Authentication Mechanism

From wiki.hpc.mk
Revision as of 09:24, 31 August 2021 by Boris (talk | contribs)
Contents
  1. Setting up a user authentication mechanism
  2. Setting up a local database for storing users and policies
  3. Database configuration for storing user information
  4. Examples with GPU memory selection


Setting up a user authentication mechanism

For greater security in the communication of the master server with the clients, it is necessary to set up two-way authentication with the help of a shared key. According to standard practice, Slurm uses the munge protocol to validate the mutual communication of system components. In short, it is designed for large HPC environments, in which the UID and GID identifiers of users and groups are validated with a shared cryptographic key. It typically uses a 128 AES encryption scheme as well as a SHA-256 hash validation message. The generated key is then copied to all nodes to be used in the cluster along with the corresponding permissions. It should also be noted that users who will use Slurm should have the same UID and GUID everywhere, for better security and further authentication when sending tasks.

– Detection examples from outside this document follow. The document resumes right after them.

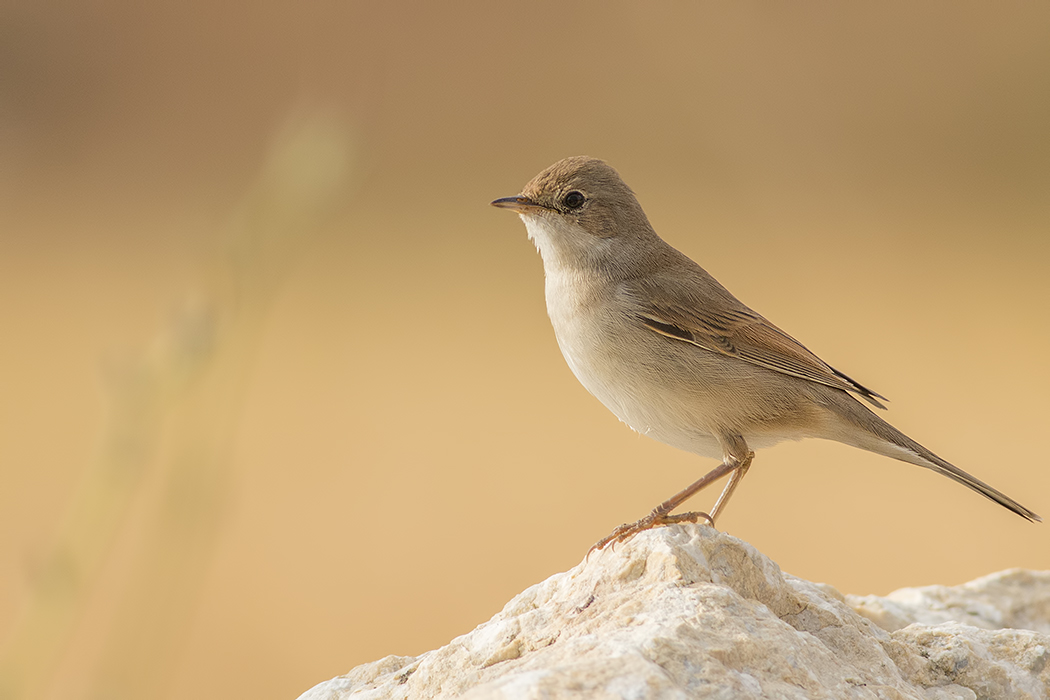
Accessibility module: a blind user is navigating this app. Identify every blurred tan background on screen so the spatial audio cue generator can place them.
[0,0,1050,699]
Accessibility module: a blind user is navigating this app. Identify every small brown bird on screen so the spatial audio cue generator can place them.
[492,156,1042,549]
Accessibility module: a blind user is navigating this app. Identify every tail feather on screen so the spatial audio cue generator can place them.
[837,397,1043,523]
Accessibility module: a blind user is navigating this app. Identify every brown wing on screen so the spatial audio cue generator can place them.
[629,267,886,408]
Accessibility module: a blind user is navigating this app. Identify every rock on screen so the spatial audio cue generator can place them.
[300,525,1050,700]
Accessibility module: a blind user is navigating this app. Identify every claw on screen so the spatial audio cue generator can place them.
[584,511,715,559]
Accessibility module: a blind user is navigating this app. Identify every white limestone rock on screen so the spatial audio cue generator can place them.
[300,525,1050,700]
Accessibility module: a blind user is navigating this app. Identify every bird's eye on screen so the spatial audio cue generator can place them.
[562,190,587,209]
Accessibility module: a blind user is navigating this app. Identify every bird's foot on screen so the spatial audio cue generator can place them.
[587,510,715,556]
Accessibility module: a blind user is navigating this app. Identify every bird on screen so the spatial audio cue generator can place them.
[491,155,1042,551]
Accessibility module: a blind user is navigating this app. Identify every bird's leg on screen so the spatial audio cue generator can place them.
[710,451,755,527]
[587,436,755,554]
[587,455,750,554]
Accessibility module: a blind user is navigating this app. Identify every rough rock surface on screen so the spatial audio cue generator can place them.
[300,525,1050,700]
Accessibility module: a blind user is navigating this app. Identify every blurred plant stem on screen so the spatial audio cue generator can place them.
[0,115,352,700]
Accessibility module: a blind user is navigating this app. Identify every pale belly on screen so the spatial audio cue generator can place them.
[547,277,803,460]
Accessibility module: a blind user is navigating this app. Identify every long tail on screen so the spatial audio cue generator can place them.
[836,397,1043,523]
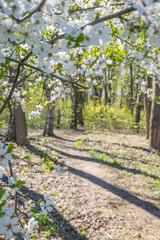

Setting up a local database for storing users and policies

Mariadb is used as a database to store user data. In the initial installation, tables should be created for storing data about the users, their properties, the groups they join as well as the permissions or policies that are allowed accordingly. Then the appropriate service is installed to monitor all these processes, SlurmDBD. The main and basic task of this process involves collecting data from multiple clusters at one location for all user activities.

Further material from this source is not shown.